Unlike the realm of CPR, no single consensus document exists establishing First Aid training program guidelines. In fact, no single agency / association or regulatory body is responsible for determining appropriate First Aid treatment guidelines for the layperson. Thus, training program developers like American Health Association, American Red Cross, and the National Safety Council, must research and document appropriate source authorities supporting program content. Interestingly, many statutes and regulations specifically identify certain first aid and CPR training programs as meeting statutory or regulatory requirements. Many of these laws authorize other programs to offer first aid and CPR training if approved or deemed equivalent. However, there “exists no national consensus guidelines” against which to compare program content for purposes of approval and no measure against which to determine equivalency. Moreover, government agencies often lack the authority and expertise necessary to objectively evaluate first aid training materials submitted for review. Contrary to popular belief, the American Red Cross does not establish first aid practice or training program guidelines. All first aid training programs, including the Red Cross, must conform program content to the current state of medical knowledge as evidenced by published medical texts and journals.

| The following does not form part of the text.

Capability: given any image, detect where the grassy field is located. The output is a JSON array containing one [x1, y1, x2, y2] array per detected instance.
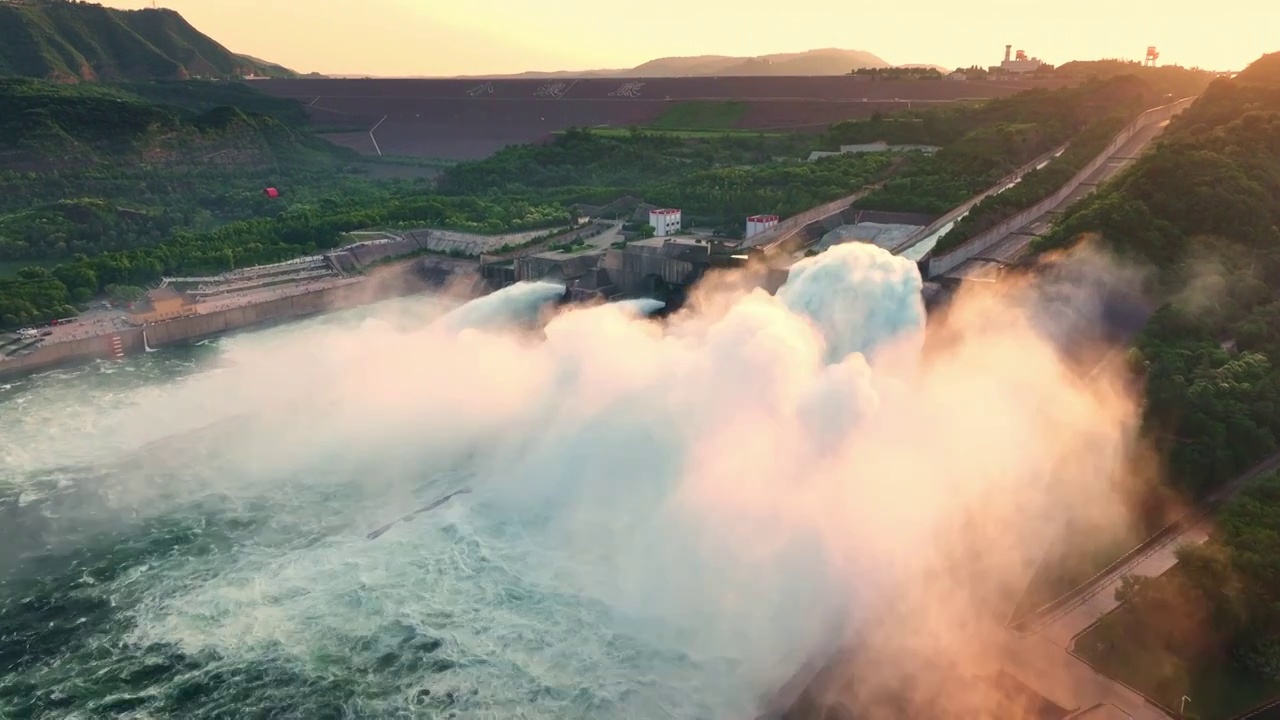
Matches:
[[0, 260, 58, 279], [565, 127, 782, 140], [649, 101, 746, 129]]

Naming any single organization in statute or regulation often has the unintended consequence of discouraging enterprising approaches to first aid and CPR training and reducing the number of qualified first aid and CPR training programs available to serve the public. This practice also places government in the position of sanctioning particular programs thus discouraging or eliminating competition. Governments acting in this capacity are put at risk without any supporting public policy rationale. The American Health Association is committed to delivering exemplary First Aid and CPR training. Furthermore, the organization promotes a standardized instructional system designed in concert with professionals. The. program development process draws upon the talent and experience of recognized experts In the field, outside consultants, and diligent medical research. To ensure that program content and medical treatment guidelines used in American Health Association programs are safe, effective and helpful, the American Health Association relies on the following body of medical knowledge: American Health Association’s CPR and Emergency Cardiac Care training adheres to guidelines established by the Emergency Cardiac Care Committee and Sub-Committees, American Heart Association. Guidelines for Cardiopulmonary Resuscitation and Emergency Cardiac Care, JAMA 2010. American Health Association’s Basic First Aid training follows guidelines and current medical practice established by the following medical professional organizations and education text. Emergency Care and Transportation of the Sick and Injured (9th Ed). ©2009 by the American Academy of Orthopedic Surgeons (AAOS). First Aid in the Workplace (2nd Ed.) ©2008 by Prentice Hall.